The problem: Just £5,000 saved so far for a £50,000 deposit
As a young couple hoping to grab the second rung of the property ladder, Sheridan Baker, 28, and husband Matthew, 29, are keen to boost their savings.
"We want to move into a detached house within the next 18 months," says Sheridan. "We know we need around £50,000 for a deposit as we have already found our perfect place."
The couple bought their first home - a three-bedroom, semi-detached house in Corby, Northamptonshire - for £150,000 in April last year. It is now worth £157,000. They pay £695 a month on their 25-year, £130,000 repayment mortgage: a two-year fix with Abbey at 4 per cent.
Sheridan started her own business - a recruitment consultancy - in January, while Matthew works as a project manager for a management consultancy. But despite a combined income of £80,000, they haven't been able to build up much in savings. They have just £5,000 in a Tesco account paying 4.5 per cent.
Their long-term investment goal is to amass a portfolio of properties. "We would like to have at least 10 within the next 12 years," says Sheridan, "and rent them out for a number of years and then sell them off to fund our retirement."
Today, however, the couple must contend with debt, owing £15,000 to Household Bank in personal loans at 9.9 per cent.
Neither Sheridan nor Matthew pays into a pension or has any protection policies.
The cure: Cut your debts and don't ignore pensions
Their ambitious plans for both the short and long term will be hard to achieve, warns Amanda Davidson of the independent financial adviser (IFA) Baigrie Davies. "Many people think the solution to their financial future is to invest heavily in property, but it is never sensible to put all your eggs in one basket."
As a priority, she says the couple need to cut their debts and draw up a budget to see where they can make extra savings.
Anna Sofat from IFA AJS Wealth Management suggests they begin with one buy-to-let property to see how they get on, before thinking about expanding their portfolio. But she adds that they shouldn't do this at the expense of ignoring pensions.
"I would urge them to take a balanced approach to pensions and buy-to-let, spreading their investments between them."
Ms Sofat recommends switching the £5,000 in the Tesco account to a tax-free mini cash individual savings account (ISA). There is a £3,000 annual tax-free allowance per person, so between them, they could transfer the full sum. Portman building society's cash ISA pays 5.3 per cent, she adds.
To fund the ambitious £50,000 deposit to buy a new detached home within the next 18 months, Sheridan and Matthew would need to save more than £2,500 a month from their take-home pay, says Ms Davidson.

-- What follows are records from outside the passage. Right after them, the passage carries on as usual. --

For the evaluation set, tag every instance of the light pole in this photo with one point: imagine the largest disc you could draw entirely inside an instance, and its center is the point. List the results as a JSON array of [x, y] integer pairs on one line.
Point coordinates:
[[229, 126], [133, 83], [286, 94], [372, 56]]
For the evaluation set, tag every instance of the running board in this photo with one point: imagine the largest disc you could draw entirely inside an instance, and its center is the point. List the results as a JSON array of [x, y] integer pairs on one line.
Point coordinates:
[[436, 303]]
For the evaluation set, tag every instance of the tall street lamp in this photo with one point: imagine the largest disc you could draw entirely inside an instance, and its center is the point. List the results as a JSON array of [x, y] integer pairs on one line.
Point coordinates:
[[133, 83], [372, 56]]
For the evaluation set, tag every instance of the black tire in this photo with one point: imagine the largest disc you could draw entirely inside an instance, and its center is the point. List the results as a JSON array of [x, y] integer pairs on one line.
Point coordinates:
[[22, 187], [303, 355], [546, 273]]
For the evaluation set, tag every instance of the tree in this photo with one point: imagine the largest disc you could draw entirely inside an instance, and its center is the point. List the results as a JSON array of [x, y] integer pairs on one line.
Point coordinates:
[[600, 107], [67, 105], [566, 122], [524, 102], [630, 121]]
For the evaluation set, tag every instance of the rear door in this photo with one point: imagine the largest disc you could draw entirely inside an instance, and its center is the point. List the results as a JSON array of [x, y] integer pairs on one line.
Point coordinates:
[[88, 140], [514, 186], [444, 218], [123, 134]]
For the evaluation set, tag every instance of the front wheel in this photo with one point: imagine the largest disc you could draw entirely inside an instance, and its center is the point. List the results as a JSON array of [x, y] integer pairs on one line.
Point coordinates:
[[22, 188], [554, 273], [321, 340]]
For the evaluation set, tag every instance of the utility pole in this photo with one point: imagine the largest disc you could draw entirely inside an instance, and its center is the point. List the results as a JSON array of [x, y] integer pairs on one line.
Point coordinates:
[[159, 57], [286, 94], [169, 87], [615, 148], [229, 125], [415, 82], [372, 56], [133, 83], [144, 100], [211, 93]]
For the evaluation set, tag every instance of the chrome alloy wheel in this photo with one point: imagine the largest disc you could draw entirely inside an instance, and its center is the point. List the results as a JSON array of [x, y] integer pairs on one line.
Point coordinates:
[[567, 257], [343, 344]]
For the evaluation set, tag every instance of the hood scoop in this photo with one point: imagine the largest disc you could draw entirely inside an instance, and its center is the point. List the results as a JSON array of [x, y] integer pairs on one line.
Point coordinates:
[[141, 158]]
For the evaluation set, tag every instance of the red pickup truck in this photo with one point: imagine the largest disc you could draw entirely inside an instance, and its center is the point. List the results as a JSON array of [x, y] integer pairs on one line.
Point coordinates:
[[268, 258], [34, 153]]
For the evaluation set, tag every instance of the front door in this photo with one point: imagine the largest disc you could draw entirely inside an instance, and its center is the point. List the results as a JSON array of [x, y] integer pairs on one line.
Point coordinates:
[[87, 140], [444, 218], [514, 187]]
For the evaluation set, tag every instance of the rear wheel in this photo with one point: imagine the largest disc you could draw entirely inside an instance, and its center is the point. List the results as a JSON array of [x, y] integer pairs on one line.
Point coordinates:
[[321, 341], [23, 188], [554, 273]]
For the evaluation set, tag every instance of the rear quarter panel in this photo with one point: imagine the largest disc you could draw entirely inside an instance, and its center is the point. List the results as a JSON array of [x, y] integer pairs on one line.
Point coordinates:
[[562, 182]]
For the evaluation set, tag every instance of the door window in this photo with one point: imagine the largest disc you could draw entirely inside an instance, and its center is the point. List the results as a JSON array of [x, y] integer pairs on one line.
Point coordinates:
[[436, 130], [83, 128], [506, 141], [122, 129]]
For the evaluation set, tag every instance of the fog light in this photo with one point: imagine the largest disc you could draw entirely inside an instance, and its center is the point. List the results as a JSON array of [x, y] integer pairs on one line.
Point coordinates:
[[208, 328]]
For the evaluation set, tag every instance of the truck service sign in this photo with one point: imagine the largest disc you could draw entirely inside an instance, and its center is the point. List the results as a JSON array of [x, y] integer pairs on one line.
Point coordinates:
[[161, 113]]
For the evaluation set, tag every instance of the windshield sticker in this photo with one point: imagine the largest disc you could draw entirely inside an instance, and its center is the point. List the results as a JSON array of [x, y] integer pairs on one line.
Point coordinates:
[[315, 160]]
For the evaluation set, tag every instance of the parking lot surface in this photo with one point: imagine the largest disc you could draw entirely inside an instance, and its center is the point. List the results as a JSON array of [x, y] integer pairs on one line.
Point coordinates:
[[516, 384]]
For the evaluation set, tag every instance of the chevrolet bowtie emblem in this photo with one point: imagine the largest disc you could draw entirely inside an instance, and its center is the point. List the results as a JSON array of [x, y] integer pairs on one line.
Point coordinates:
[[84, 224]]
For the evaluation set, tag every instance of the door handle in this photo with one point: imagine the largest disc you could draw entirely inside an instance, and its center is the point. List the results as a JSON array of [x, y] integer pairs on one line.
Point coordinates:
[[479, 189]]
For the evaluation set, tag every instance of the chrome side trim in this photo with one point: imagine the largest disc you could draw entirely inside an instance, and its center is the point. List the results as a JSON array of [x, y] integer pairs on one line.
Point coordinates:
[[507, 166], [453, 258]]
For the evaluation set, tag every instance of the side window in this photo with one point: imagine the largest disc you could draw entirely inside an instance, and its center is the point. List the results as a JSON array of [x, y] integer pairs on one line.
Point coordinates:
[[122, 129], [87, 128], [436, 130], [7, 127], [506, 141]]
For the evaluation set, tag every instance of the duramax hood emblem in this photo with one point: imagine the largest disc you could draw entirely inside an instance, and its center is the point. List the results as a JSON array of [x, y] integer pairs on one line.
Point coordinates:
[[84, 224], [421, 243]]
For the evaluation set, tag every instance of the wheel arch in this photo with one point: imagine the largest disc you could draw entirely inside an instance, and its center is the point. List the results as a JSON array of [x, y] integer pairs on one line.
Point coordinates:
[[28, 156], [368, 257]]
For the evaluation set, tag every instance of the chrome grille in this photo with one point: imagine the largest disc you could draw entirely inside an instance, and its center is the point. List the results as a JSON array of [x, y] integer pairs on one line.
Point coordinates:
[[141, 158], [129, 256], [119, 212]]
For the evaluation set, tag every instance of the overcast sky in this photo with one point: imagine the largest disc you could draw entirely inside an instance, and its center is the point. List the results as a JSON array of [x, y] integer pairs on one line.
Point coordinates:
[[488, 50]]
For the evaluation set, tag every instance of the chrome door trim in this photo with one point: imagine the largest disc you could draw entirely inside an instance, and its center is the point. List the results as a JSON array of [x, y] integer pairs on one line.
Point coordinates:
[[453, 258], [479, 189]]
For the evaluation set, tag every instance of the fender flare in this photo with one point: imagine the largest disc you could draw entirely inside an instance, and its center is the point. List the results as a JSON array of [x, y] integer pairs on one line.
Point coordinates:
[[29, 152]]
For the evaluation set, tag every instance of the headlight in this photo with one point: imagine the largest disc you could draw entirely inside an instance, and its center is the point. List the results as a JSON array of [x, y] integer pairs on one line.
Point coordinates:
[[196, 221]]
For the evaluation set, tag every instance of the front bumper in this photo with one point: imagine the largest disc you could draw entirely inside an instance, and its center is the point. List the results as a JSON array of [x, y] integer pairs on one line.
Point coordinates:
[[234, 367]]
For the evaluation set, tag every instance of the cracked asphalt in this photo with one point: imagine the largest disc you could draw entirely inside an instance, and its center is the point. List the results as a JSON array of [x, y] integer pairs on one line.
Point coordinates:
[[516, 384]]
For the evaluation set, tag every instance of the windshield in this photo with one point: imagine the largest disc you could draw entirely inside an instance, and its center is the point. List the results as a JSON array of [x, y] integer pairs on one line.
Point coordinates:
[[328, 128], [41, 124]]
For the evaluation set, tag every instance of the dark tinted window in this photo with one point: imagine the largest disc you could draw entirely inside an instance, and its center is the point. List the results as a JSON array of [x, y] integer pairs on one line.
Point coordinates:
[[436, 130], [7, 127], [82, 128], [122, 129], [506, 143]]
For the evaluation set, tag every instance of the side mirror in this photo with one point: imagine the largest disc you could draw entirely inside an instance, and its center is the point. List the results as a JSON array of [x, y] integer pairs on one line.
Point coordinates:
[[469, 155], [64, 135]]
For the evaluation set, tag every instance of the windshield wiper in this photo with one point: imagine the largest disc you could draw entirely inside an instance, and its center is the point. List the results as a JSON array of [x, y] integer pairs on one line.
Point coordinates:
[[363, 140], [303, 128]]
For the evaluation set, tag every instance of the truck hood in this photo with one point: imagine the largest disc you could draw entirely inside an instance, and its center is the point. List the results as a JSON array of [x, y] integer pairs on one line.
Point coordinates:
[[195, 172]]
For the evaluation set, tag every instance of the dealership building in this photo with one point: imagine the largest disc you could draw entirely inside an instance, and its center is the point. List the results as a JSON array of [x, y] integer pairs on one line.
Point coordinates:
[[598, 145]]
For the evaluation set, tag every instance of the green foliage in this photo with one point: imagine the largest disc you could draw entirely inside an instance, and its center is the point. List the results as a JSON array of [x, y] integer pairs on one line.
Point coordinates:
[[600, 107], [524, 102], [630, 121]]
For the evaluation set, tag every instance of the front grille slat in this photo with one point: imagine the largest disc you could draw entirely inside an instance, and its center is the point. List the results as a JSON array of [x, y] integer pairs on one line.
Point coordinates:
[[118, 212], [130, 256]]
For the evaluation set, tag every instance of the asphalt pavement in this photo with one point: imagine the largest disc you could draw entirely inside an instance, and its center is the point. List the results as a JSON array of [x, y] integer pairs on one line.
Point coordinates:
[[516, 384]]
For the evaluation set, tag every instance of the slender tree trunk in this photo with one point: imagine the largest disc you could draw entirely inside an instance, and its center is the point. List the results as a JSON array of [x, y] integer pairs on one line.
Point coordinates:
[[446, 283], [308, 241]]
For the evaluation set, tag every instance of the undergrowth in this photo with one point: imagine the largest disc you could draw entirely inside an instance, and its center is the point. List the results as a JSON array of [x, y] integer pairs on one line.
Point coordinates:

But based on their salaries, Ms Sofat estimates the couple will be able to set aside only £1,000 a month. Instead, she suggests, they could finance the deposit by raising the amount they repay on their existing mortgage. "If they increase it to £180,000 [releasing £50,000 in cash], this would cost £1,065 a month. That loan would be just over two times their joint income and should not have too much of an impact on their lifestyle."
She urges them not to rush into buy-to-let. "People are often attracted to this market because they see it as easy money, but you can lose as well as make cash."
Ms Davidson adds that if they were to sell any buy-to-let property, they would face a capital gains tax bill. They also need to factor in periods when a house is empty and yielding no rent, as well as maintenance costs.
Jason Stather-Lodge of IFA OCM Wealth Management urges the couple to tackle their debts as soon as possible, so they can focus on building their savings.
Ms Sofat recommends repaying the £15,000 by taking out a new personal loan at a lower rate. Direct Line charges 5.6 per cent, she says, and Alliance & Leicester 5.9 per cent. However, they should make sure that this saving isn't swallowed up by any "early exit" penalty for switching from Household Bank.
Ms Davidson says: "As they are both approaching 30, they need to put at least 10 per cent of their annual income into pensions to have some chance of retiring on any reasonable level of income."
Mr Stather-Lodge urges Matthew to check what scheme is available from his employer, while Ms Sofat points out that pensions are highly tax-efficient and that the couple could even consider self-invested personal pensions (Sipps). The charges will differ according to the type of Sipp. If you invest in a broad choice of funds, it will be around 1.5 per cent; put your money into assets such as commercial property, and it might be 4 per cent.
As Sheridan and Matthew are reliant on each other's income, they should consider life cover at the very least, says Ms Sofat.
Sheridan should also think about taking out an income-protection policy, as she has no employer to provide this for her.